Jim and Karen Reynolds were in the process of refurbishing their condo near Big Bear, working on it off and on through the winter season. They had last been there on Feb. 6 and weren’t planning to come back until Valentine’s Day, but decided to check in early after learning that Dorner’s truck had been abandoned nearby.
When they walked into the upstairs living room Tuesday morning, Dorner was waiting for them with his gun drawn. He had been there at least five days — within shouting distance of a command post set up by the people hunting him.
“Stay calm,” he shouted. When Karen Reynolds turned to run out, he grabbed her from behind.
Karen Reynolds said Dorner was calm and “very methodical” as he instructed them to sit, then tied their hands and legs.
“I don’t have a problem with you,” he told the couple. “I just want to clear my name.”
Dorner moved the couple to a bedroom and shut the door.
When they felt he had gone, Karen Reynolds managed to get to her feet and, with her hands still tied behind her back, open the door. To her amazement, Dorner had left her cell phone on the living room table.
She picked it up and dialed 911. It was 12:22 p.m. Tuesday.
Dorner had taken off in the couple’s purple Nissan SUV. It wasn’t long before officers, now alerted, spotted the fugitive.
Dorner managed to evade a group of wardens from the California Department of Fish and Wildlife and some sheriff’s deputies. But he later crashed the Nissan and struck out on foot.
Rick Heltebrake was driving the perimeter of a Boy Scout camp he watches over when Dorner — his bulletproof vest bristling with rifle magazines — emerged from the tree line.
“I don’t want to hurt you,” Dorner said in a calm, businesslike voice as he pointed his rifle at the 51-year-old Heltebrake. “Start walking and take your dog.”
Heltebrake sensed that Dorner, who stole his truck, was on a mission, and that he wasn’t part of the agenda. Suni took his 3-year-old Dalmatian and walked away.
Heltebrake had just called police when he heard gunfire.
When he left the house that morning, MacKay told his wife that he’d never been happier, Mitchell, his cousin, said.

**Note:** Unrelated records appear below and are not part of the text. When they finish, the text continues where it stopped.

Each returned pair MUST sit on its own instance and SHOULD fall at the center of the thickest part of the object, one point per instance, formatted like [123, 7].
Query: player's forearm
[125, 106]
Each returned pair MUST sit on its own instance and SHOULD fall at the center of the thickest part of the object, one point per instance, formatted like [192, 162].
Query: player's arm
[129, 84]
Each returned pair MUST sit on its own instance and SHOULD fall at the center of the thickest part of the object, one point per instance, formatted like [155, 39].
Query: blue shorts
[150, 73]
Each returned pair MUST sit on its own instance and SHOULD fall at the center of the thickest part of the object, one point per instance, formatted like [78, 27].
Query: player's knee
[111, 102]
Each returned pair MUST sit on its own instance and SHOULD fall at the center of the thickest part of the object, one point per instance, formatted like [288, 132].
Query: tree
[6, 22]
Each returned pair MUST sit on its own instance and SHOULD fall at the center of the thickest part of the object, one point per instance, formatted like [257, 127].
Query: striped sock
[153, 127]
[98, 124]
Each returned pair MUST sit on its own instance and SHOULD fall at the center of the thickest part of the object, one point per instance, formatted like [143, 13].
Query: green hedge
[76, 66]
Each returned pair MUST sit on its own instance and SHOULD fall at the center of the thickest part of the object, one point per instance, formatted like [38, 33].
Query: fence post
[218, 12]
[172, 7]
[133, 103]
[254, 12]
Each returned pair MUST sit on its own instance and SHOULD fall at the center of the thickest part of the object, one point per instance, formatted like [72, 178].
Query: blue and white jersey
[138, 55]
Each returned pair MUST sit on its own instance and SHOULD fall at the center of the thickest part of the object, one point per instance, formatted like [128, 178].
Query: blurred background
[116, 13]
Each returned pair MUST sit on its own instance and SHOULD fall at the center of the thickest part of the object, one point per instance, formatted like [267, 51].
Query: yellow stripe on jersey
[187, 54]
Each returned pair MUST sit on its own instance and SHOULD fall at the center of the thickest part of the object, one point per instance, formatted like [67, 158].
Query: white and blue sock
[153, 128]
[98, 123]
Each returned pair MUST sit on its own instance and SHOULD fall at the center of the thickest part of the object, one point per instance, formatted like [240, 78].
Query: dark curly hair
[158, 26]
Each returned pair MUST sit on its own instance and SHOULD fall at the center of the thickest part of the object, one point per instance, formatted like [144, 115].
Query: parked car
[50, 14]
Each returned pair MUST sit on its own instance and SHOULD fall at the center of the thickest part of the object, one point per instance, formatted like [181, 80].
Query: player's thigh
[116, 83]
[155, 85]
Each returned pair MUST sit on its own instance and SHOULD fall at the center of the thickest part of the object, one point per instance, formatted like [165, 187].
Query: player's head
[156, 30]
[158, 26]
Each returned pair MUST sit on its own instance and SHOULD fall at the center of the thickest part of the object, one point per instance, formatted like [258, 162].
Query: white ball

He called her the love of his life.
Hours later, he was on the trail of the stolen pickup.
The fugitive raced 25 miles down the mountain as officers converged. MacKay and his partner, Alex Collins, responded.
Not far up the road from where Dorner had left Heltebrake, some game wardens spotted the white truck speeding erratically. Dorner opened the window and fired.
According to sheriff’s department officials, MacKay and his partner followed where they believed the truck had gone. They were unaware that Dorner had crashed it. They spotted tracks in the snow leading to a cabin and got out of their cruiser.
The pair stopped about 30 yards from the cabin to devise a plan when shots were fired. Neither deputy had a chance to return fire. Both were hit multiple times. A doctor told Loftis death for MacKay came instantly or in “just seconds.”
Collins survived but has undergone multiple surgeries. A SWAT team arrived quickly and laid down covering fire to allow the officers to be airlifted.
Dorner set off some smoke grenades and prepared to make his last stand. His end game would play out on live television.
Officers from across the region converged on the cabin, cutting off all escape. Four hours after the chase Tuesday, police launched tear gas through the windows.
Around 4:45 p.m., flames and smoke began billowin
g from the house. Officers then heard the single gunshot from inside.
The manhunt was over.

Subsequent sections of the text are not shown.